Post by Bernard Muller » Mon Mar 11, 2019 3:56 pm

2 Cor 5:16; So that we henceforth have known no one according to the flesh, and even if we have known Christ according to the flesh, yet now we know him no more

See http://historical-jesus.info/20.html
if anyone know about somebody or something from the past does not necessarily mean he/she had to be an eyewitness.
Paul (and his converts in Corinth) had the opportunity to know about Jesus and his crucifixion as Christ (king of the Jews) first hand from eyewitnesses still alive (such as James, his brother and/or some of Jesus Galileans followers, and/or proto-Christians, all of them in Jerusalem, etc).

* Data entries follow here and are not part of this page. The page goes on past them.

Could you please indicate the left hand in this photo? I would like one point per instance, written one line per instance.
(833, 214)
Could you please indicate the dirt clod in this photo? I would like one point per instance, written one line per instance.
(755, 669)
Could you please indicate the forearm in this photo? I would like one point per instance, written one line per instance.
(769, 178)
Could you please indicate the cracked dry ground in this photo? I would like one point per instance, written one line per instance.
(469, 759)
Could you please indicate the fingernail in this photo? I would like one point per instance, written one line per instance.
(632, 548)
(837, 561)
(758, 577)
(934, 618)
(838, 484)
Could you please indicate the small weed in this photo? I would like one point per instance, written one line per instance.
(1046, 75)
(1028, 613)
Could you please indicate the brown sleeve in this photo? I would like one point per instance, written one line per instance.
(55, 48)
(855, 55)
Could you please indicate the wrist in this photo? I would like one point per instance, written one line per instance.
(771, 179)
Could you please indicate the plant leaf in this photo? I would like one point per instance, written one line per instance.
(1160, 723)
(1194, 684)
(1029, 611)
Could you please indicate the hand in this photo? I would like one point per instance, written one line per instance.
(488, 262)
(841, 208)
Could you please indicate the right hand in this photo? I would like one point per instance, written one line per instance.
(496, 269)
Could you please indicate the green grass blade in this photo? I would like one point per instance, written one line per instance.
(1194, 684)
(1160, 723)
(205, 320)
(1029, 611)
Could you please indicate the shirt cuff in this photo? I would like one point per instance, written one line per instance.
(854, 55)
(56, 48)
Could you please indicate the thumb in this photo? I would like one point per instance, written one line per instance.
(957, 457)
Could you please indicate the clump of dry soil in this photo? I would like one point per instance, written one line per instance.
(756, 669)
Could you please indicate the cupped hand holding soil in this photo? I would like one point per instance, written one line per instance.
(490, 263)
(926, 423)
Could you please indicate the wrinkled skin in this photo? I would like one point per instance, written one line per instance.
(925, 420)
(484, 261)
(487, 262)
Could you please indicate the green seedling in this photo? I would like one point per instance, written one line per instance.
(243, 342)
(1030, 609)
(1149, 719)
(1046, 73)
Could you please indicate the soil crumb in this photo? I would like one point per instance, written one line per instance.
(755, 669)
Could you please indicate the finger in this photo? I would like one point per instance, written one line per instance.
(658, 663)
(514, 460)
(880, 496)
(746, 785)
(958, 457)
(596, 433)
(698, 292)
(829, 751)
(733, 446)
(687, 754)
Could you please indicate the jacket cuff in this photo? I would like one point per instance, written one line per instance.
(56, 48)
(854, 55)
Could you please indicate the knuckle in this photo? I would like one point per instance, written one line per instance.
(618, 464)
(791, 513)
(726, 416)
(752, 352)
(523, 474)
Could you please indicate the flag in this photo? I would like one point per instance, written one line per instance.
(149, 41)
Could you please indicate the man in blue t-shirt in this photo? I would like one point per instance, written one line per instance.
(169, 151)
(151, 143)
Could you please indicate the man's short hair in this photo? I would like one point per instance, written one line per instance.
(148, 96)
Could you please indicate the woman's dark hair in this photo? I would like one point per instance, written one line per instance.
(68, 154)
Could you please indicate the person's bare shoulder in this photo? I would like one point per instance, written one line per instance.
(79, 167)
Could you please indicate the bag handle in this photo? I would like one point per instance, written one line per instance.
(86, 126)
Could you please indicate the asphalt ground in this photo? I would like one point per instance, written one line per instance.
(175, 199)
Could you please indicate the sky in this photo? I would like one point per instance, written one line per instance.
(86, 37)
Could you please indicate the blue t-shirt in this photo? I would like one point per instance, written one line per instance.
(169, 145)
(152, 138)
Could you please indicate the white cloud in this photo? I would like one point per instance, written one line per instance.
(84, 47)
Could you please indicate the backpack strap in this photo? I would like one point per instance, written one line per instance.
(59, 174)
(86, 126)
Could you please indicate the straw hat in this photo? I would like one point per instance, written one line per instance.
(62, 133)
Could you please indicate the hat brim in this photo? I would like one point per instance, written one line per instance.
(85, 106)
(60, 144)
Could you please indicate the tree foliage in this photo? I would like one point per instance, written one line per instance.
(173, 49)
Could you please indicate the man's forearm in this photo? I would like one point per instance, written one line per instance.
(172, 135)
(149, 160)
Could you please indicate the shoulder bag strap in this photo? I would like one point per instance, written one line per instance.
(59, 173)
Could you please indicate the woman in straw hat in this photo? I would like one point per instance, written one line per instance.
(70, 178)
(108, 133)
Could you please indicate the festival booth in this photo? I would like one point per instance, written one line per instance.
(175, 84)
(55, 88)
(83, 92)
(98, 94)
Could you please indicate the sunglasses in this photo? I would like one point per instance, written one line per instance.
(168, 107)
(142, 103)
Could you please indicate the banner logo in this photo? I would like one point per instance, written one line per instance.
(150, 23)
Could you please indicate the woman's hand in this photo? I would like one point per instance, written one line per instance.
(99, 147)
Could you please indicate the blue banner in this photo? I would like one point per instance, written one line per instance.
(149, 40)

Even if Paul is silent about a historic Jesus (for good reason: Jesus was not really "historic" during his lifetime), he indicated, in passing, some characteristics about the historical (somebody/something existing in the past) Jesus: he was a Jew from Zion, humble, not looking like a Son of God, poor, servant of the Jews, having blood brothers, one being James, and crucified in Zion (= heartland of the Jews). So Paul knew about the earthly human Jesus, even if he claimed he did not know him (or rather was not interested in that Jesus, because detrimental to his teachings, except for his crucifixion as Christ, at first a controversial divine mystery, which eventually he learned to explain later (as the salvatic sacrifice)).